Education in 2025

Submitted by Dominik Lukes on Sat, 22/03/2008 - 22:16.

Futurelab held a meeting about the future of education with respect to building new schools and using technology. Below are some of the questions they asked themselves in their group discussion exercise.

Flux » Articles » Futurelab Research Discussion Day at RIBA - Learning Spaces

- Our vision for education 2025 includes…
- What will education 2025 look like if we don’t succeed? - What needs to change?
- What needs to be done now and by whom?
- What will stand in the way?
- What successes and failures can we learn from?

Reading these, it occurred to me that one of the problems with a lot of educational innovation is that it does not have a very concrete vision of the future at a specified future time backed up by an equally specific set of steps of how to get there. But an even bigger problem is that we don't have a sufficiently clear vision of the past. 2025 is only 17 years away. What would have similar meetings looked like in 1991, 1974, and 1957? We do have some evidence of that and also a lot of evidence that the transformation 17 years later was remarkably less than profound. In fact, schools of today look much more like they did in 1957 than they look different. They have computers that have modified some of the logistics of communication and access to information but the underlying pedagogies are not that different to even 1857 (or ever since the invention of public education and the blackboard). The content and the society around has changed but kind of like the Church of England, where we wouldn't have that much in common with the church-goer of 1857 but we could readily recognise their actions and purpose, schooling has altered but a little.

So what would the future have looked like to people in the past and what did really look like? A proper historical account of that is somewhat available.
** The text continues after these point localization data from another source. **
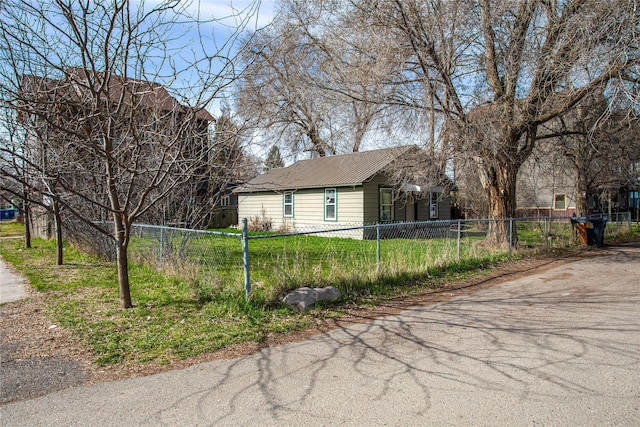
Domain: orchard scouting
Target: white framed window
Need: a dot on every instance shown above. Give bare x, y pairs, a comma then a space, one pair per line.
287, 202
433, 205
330, 204
559, 201
386, 204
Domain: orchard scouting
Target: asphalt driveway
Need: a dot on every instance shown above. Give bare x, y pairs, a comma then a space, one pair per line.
560, 347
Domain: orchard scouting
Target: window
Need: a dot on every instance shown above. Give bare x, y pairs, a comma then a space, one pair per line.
386, 204
330, 206
433, 205
288, 204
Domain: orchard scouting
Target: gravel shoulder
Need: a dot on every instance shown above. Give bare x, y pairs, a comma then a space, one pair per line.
37, 357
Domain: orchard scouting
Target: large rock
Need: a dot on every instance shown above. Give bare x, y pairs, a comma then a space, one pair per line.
304, 298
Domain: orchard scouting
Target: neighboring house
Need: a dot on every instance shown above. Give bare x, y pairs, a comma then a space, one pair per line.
546, 187
224, 211
387, 185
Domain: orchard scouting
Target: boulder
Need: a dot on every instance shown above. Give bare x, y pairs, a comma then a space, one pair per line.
304, 298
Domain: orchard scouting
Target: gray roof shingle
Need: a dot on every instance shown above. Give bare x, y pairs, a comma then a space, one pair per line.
341, 170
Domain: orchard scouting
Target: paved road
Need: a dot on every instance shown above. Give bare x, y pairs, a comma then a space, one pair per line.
556, 348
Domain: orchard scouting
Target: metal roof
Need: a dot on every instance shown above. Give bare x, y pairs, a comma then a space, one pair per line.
342, 170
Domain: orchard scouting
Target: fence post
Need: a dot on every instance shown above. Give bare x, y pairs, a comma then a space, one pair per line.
510, 235
245, 257
162, 246
378, 247
546, 232
459, 230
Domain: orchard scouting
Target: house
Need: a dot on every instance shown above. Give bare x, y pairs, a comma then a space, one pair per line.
387, 185
547, 187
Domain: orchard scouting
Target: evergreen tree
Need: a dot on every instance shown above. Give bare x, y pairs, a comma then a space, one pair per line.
274, 159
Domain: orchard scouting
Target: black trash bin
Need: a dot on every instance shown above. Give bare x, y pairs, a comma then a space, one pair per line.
595, 230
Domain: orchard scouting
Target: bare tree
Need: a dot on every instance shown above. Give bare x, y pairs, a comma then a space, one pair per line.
597, 143
288, 92
97, 74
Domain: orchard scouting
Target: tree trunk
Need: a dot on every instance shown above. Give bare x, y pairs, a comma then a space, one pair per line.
499, 183
122, 260
582, 203
26, 213
58, 230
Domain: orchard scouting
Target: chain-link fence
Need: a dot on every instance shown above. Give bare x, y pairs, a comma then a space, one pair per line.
270, 263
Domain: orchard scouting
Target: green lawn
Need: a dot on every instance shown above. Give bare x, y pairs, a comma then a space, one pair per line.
194, 303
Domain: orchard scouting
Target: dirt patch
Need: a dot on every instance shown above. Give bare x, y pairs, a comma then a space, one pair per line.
38, 357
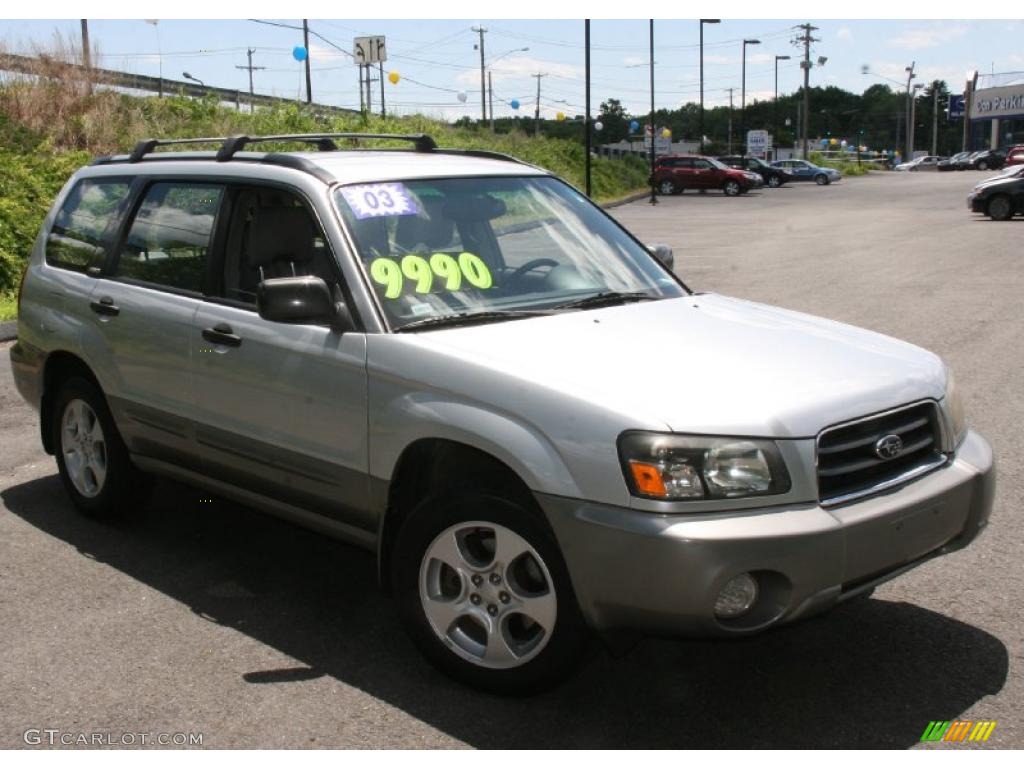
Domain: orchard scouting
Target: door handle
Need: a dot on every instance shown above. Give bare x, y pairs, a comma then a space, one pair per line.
222, 334
105, 306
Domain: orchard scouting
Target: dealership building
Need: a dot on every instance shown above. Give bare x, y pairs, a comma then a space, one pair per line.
997, 111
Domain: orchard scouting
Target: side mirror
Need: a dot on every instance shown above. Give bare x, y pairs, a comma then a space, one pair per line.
664, 254
305, 299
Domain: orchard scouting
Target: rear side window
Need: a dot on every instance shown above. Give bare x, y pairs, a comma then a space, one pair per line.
169, 239
76, 241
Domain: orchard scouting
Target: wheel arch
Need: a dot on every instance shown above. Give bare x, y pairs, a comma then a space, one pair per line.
433, 465
58, 367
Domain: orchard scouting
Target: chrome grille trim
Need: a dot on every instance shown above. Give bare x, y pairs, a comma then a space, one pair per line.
848, 468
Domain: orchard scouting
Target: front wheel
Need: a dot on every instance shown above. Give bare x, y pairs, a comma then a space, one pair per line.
485, 595
1000, 208
92, 460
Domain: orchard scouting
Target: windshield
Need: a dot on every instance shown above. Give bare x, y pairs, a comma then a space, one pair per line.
441, 248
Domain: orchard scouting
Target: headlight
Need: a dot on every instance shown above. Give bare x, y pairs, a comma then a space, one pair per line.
673, 467
954, 410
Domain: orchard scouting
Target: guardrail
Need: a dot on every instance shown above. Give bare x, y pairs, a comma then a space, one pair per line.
39, 67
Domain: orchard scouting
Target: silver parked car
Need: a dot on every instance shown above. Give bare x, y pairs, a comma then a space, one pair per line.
459, 363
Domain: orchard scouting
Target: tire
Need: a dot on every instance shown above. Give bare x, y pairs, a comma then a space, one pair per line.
461, 603
1000, 208
92, 460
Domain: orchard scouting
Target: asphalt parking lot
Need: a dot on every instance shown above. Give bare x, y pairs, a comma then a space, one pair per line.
211, 619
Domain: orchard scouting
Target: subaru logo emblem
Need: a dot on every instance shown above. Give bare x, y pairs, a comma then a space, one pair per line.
889, 446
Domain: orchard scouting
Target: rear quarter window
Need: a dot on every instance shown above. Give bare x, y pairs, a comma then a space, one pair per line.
77, 239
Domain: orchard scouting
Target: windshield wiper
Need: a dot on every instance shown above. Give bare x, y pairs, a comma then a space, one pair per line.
469, 318
605, 298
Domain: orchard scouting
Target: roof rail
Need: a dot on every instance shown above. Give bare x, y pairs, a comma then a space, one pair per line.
324, 141
231, 144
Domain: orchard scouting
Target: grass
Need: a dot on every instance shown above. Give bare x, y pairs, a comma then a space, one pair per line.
8, 307
52, 123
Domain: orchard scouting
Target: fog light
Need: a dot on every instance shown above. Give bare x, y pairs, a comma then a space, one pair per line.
736, 597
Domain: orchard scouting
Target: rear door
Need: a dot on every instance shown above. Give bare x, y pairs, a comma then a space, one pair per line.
281, 409
141, 314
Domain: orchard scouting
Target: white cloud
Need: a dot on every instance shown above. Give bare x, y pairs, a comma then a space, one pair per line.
928, 37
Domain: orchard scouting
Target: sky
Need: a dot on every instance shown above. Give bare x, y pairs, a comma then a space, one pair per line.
437, 64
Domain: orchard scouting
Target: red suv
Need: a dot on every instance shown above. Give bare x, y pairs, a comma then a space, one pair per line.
676, 173
1015, 156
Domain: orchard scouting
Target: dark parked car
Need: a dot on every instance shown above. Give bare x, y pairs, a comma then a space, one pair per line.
998, 198
957, 162
772, 176
988, 160
676, 173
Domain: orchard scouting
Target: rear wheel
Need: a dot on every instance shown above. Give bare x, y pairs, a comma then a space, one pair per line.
92, 460
484, 594
1000, 208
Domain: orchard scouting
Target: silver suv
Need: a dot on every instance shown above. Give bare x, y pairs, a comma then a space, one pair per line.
458, 361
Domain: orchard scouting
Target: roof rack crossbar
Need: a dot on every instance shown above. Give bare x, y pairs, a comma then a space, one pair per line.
146, 145
324, 141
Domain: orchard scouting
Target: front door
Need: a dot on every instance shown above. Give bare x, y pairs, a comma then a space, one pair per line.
281, 409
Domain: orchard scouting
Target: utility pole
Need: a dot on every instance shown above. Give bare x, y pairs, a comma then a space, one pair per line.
483, 89
586, 120
305, 43
653, 185
249, 52
908, 156
730, 119
537, 113
86, 55
806, 39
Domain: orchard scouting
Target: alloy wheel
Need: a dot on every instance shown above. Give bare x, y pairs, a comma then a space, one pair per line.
487, 594
84, 448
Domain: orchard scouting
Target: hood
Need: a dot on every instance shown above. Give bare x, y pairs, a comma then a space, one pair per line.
702, 364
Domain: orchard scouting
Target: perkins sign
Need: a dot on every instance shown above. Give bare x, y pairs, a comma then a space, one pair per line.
1007, 101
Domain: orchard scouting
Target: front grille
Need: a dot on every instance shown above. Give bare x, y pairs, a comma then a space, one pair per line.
850, 468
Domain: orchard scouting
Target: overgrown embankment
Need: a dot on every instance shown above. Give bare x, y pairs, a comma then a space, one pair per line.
50, 126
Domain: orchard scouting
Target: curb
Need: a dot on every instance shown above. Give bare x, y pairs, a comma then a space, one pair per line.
624, 201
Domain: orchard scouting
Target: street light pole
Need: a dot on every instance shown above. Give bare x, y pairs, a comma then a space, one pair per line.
700, 116
774, 116
742, 96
Here's my attempt at an incredibly coarse summary (also, the 17 year timeline doesn't quite work in all respects):

1957: The vision: Audio-visual materials will transform the delivery of content! New methods of instruction based on the proper psychological understanding of teaching and learning will make education almost a science. The reality 17 years later: Audio-visual materials fail to live up to their potential. Social context of psychology defeats any attempts at programmed instruction.

1974: The vision: This time we will make the audio-visual materials work and we'll add the nascent computing technologies to them to make content even more appealing and interactive (yes, that long ago). Reality 17 years later: Audio and video are still too cumbersome to use as anything but the occasional spice to vary the classroom routine.

1991: The vision: Computers have become more accessible so this time they will have the proper transformational effect (especially once interactive CD-ROMs achieve their full potential). Reality 17 year later: Nobody's heard of or even touched an interactive CD-ROM in the last 5 years. IT has become ICT, computer has become the network. The classroom is often filled with computers but most teaching is still done the same way as it was in 1991.

2008: The vision: Audio/visual technologies will finally become more accessible with the success of services like YouTube. Learning will become social and community-based. User-created content will make access to the necessary information much more participatory.  Mobile technologies will make learning personalised and distributed.

What are the possibilities for future realities? Although, I'm very much a proponent of new technologies, I suspect we will see a future just as different (and disappointing) from our present vision as people from 1957 saw 17 years later. But we may not notice. The one thing that the above summary ignored is other profound changes in educational administration and social context. E.g. the raising of the school leaving age and 'democratisation' of access between 1957 and 1974; the introduction of central control over aims via the national curriculum between 1974 and 1991; or the market-service orientation of educational provision since 1991. The external and internal contexts of education may look sufficiently different 17 years hence that we won't notice the underlying similarities. Or I may be wrong and this time we will really achieve the full potential of the technologies available and transform education in ways dreamed of by reformers since Rousseau or Dewey. Let's talk again in 2025.